(b) The Program of Hypocrisy
As already seen, the Protocols call for a program of hypocrisy as well as terror. The nature of the Bolshevist régime viewed from this angle is graphically described by Mr. Roger E. Simmons in his testimony before the Overman Committee. On pages 298 and 299 of the Senate Report he states:
“Along the trans-Siberian line, proceeding slowly, I had a chance of reading the literature that the Bolsheviki were distributing in connection with their active propaganda; also the decrees, proclamations, and the public formal announcements of all kinds of the local and national authorities. Many of these sounded plausible, aimed to be constructive, ostensibly, and in their idealism and promises were golden. I could see how people would be attracted, and for the first 8 to 10 weeks understood their sanguine hopes. But after this time disintegration was rapid and I saw the awful results. The modus operandi was not in line with theories. They talked ideals but did not act ideals. Practices showed there was decided immorality; decidedly, the game was not being played squarely, the people being deceived by the leaders. I suspected it from the very beginning from what I saw in Siberia. If you will let me, I will read to you a significant admission in that connection.
“This statement was written to me, at my request, by an American that it could be given to the American Consul General.

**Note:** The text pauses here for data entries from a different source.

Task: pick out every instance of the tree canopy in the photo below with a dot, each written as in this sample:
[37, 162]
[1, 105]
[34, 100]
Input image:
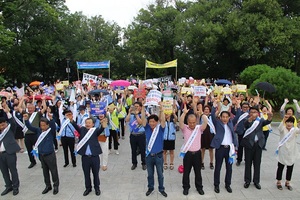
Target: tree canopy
[212, 38]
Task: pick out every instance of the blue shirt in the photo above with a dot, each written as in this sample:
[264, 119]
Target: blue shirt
[68, 130]
[159, 142]
[134, 127]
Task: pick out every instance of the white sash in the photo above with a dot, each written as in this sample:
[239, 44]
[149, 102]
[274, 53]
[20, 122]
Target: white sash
[243, 116]
[62, 128]
[285, 139]
[112, 123]
[84, 139]
[211, 125]
[31, 118]
[19, 121]
[252, 128]
[152, 139]
[4, 132]
[189, 143]
[39, 140]
[232, 154]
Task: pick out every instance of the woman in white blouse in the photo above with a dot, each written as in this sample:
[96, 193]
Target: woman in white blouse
[287, 150]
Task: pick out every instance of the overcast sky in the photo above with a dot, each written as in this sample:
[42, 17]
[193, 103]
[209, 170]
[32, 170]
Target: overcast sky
[120, 11]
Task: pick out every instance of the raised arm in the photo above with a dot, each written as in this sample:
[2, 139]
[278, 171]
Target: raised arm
[181, 120]
[143, 116]
[162, 118]
[282, 112]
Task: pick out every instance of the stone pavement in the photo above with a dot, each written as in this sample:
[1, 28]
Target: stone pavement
[119, 182]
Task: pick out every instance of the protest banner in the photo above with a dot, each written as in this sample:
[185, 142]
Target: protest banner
[153, 98]
[98, 108]
[200, 91]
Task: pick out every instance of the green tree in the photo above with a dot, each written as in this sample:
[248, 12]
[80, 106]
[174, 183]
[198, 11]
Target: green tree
[284, 80]
[251, 73]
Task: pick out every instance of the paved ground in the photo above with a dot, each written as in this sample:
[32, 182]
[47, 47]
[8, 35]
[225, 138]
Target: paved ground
[121, 183]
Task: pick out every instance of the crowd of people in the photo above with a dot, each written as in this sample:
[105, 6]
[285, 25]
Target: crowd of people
[227, 125]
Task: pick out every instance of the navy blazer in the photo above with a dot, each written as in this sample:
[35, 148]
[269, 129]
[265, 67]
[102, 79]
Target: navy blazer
[47, 145]
[249, 140]
[92, 142]
[220, 130]
[9, 142]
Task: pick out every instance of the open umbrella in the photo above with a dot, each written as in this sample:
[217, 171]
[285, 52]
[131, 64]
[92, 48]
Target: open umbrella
[223, 82]
[35, 83]
[5, 94]
[98, 91]
[265, 86]
[120, 83]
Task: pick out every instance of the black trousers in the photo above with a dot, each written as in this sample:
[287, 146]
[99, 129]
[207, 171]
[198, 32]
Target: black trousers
[289, 172]
[121, 122]
[49, 164]
[240, 149]
[221, 154]
[91, 163]
[192, 159]
[68, 143]
[8, 167]
[266, 134]
[252, 156]
[113, 136]
[138, 141]
[30, 140]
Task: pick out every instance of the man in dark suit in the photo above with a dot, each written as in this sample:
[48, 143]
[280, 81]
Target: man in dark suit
[223, 141]
[90, 152]
[8, 149]
[253, 143]
[46, 151]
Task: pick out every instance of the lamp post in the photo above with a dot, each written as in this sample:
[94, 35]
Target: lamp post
[68, 70]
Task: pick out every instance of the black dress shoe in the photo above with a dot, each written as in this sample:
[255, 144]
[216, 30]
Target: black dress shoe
[257, 185]
[97, 192]
[246, 185]
[15, 191]
[217, 189]
[133, 167]
[6, 191]
[228, 188]
[55, 190]
[149, 192]
[31, 165]
[185, 192]
[200, 191]
[86, 192]
[46, 190]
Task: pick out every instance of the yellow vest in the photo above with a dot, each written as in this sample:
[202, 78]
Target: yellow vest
[115, 120]
[123, 113]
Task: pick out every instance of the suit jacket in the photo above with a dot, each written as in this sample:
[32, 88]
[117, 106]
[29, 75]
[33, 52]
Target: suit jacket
[46, 146]
[92, 142]
[249, 140]
[220, 130]
[9, 142]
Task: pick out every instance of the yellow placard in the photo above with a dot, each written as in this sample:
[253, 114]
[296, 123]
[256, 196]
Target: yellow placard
[218, 89]
[186, 90]
[167, 107]
[226, 90]
[241, 88]
[66, 83]
[59, 86]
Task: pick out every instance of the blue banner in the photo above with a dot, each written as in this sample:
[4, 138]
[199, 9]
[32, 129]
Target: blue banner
[93, 65]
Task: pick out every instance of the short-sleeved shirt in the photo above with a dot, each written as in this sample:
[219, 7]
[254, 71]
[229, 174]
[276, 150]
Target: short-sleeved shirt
[187, 132]
[159, 142]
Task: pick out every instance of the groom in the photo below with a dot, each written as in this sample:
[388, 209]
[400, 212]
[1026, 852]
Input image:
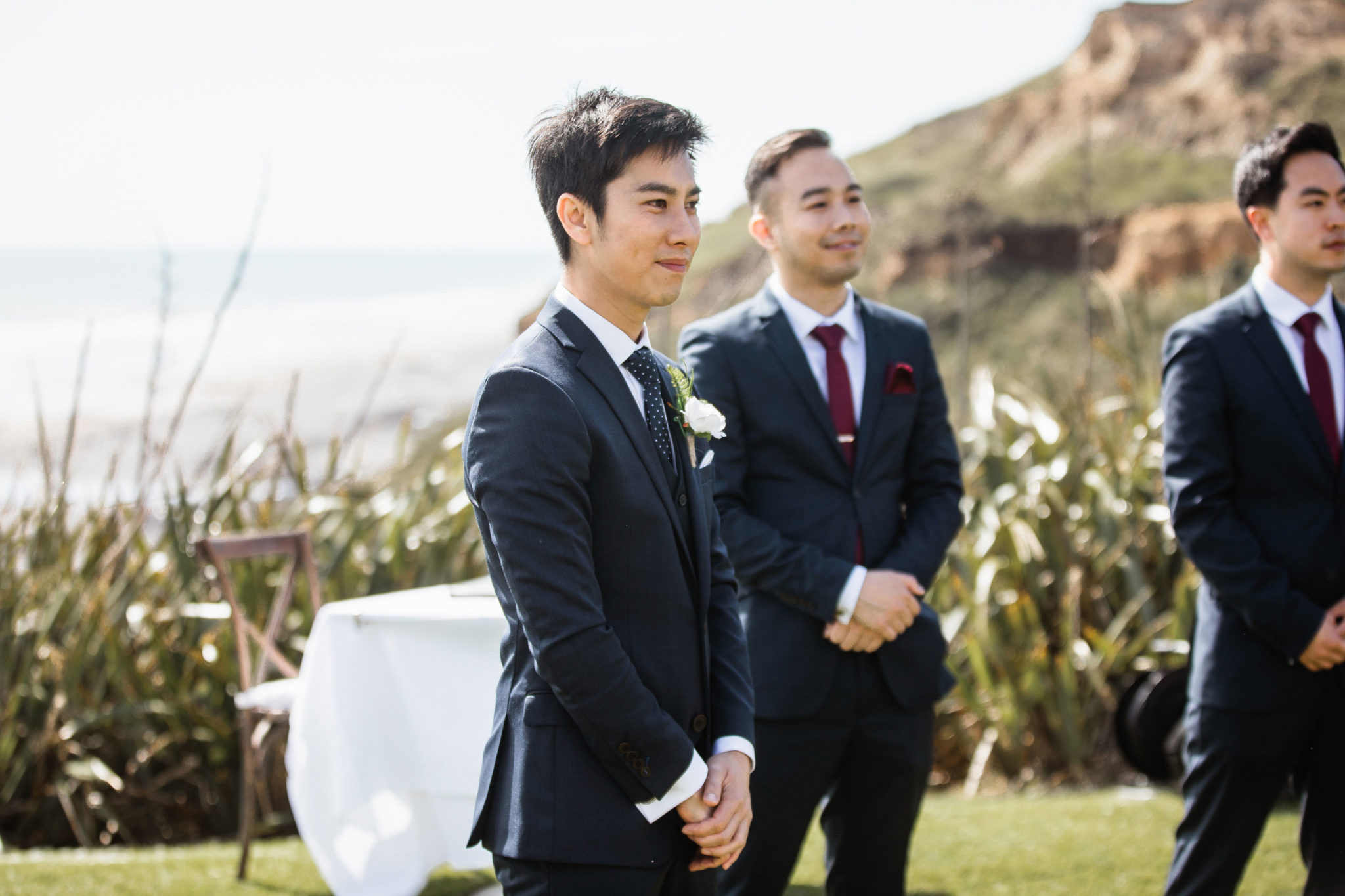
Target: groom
[1254, 391]
[838, 481]
[622, 744]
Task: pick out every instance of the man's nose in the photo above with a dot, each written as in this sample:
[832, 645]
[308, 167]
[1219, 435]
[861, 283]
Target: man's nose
[685, 230]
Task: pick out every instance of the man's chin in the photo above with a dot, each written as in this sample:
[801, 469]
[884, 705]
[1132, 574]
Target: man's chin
[662, 297]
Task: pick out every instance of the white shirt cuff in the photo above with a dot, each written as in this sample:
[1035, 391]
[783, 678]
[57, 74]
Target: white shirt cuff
[690, 782]
[734, 742]
[850, 595]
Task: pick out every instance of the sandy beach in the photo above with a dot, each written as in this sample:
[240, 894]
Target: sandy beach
[331, 319]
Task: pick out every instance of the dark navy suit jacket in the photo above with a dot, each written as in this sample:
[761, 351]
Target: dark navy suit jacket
[1256, 504]
[791, 507]
[623, 631]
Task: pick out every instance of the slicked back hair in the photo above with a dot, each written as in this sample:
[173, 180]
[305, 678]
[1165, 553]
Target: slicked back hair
[767, 160]
[586, 144]
[1259, 175]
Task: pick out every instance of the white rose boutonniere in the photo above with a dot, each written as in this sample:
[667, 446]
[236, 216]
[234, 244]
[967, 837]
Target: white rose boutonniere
[698, 418]
[703, 419]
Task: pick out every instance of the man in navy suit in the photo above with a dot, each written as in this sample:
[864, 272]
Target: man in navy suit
[622, 744]
[1254, 391]
[838, 486]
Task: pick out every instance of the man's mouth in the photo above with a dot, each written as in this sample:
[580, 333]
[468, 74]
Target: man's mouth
[844, 245]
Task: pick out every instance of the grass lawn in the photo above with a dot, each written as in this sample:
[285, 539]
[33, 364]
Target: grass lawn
[1111, 842]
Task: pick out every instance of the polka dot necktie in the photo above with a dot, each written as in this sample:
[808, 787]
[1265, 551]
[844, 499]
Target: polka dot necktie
[646, 371]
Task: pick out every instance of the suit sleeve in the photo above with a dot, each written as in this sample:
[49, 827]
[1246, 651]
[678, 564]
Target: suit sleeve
[933, 486]
[731, 673]
[801, 575]
[1199, 472]
[533, 504]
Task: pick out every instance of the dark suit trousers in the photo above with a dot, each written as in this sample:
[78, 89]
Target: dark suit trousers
[523, 878]
[1238, 763]
[870, 758]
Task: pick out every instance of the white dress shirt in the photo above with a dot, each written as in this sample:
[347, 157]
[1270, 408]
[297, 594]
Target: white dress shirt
[1285, 309]
[803, 320]
[621, 347]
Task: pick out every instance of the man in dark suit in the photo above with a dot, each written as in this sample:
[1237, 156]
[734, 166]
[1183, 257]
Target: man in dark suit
[1252, 395]
[622, 744]
[838, 486]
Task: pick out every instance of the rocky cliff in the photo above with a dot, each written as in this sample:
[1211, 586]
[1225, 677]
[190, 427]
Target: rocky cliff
[1136, 133]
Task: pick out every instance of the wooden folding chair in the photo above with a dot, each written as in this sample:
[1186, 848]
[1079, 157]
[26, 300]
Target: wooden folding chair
[263, 708]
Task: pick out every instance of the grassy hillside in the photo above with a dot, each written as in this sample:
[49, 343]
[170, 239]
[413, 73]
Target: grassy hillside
[981, 210]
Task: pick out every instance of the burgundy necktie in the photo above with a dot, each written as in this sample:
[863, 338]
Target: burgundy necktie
[1320, 383]
[838, 387]
[843, 403]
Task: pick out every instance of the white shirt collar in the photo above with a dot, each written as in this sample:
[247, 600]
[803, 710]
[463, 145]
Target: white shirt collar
[617, 343]
[1287, 308]
[803, 320]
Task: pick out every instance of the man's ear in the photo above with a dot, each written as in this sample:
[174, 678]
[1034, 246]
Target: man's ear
[761, 228]
[1259, 218]
[576, 218]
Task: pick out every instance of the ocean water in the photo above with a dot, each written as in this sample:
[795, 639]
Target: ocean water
[331, 319]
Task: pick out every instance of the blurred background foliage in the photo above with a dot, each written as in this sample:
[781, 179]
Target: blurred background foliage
[118, 664]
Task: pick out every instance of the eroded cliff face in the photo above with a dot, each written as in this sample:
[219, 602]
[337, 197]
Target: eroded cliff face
[1166, 95]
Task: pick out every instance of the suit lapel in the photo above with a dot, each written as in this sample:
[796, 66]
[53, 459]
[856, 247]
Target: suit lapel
[598, 366]
[786, 349]
[690, 477]
[1261, 332]
[699, 535]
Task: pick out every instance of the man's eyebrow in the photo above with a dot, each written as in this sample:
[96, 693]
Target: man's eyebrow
[818, 191]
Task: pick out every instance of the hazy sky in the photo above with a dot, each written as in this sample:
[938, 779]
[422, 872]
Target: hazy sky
[401, 124]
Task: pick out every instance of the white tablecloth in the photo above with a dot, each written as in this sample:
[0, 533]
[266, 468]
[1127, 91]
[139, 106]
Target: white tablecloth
[385, 743]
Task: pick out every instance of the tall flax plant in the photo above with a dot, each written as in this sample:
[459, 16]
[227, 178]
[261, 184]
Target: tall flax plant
[118, 662]
[1067, 572]
[116, 714]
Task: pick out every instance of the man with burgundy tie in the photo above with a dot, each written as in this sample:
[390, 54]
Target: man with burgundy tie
[838, 485]
[1254, 395]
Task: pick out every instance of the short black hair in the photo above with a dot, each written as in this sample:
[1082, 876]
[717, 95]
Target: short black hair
[1259, 174]
[767, 160]
[586, 144]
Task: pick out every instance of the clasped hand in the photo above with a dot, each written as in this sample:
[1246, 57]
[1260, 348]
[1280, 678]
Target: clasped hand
[1328, 648]
[720, 813]
[888, 606]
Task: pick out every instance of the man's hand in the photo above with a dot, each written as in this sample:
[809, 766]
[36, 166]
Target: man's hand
[1328, 648]
[853, 637]
[888, 602]
[722, 836]
[693, 809]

It reads as follows:
“‘Bonch Bruevitch, the executor of the acts of all the People’s Commissars, not a strong man, but a close friend of Lenine’s, who, working in the same office, is able to influence Lenine strongly. A power in the government as long as Lenine lives. He states that the Bolsheviki have not worked out a code of morals yet, and until they do, the end justifies the means. Any lies or dictatorial methods are worth using as long as they are in the interests of the working classes. A close friend of his says he has no compunctions, lying whenever there is an advantage to be gained from it for the Soviets.’
“The movement is immoral, absolutely.”
In this connection it is of the utmost importance to call the attention of the reader to the statement of one of the best known Jewish Soviet officials, Zinovieff—Apfelbaum, President of the Petrograd Soviet, regarding the means of spreading world-wide propaganda. The passage as quoted before proves how closely the policies advocated in the Protocols resemble the Jewish policies as carried out by the Soviet officials in Russia. This is what Zinovieff stated on February 2, 1919:
“We are willing to sign an unfavorable peace with the allies.... It would only mean that we should put no trust whatever in the bit of paper we would sign. We should use the breathing space so obtained in order to gather our strength in order that the mere continued existence of our government would keep up the world-wide propaganda which Soviet Russia has been carrying on for more than a year.”[17]
(c) The Destruction of Religion and Christianity
Here again the actual policies of the Bolsheviki fully coincide with the Protocols.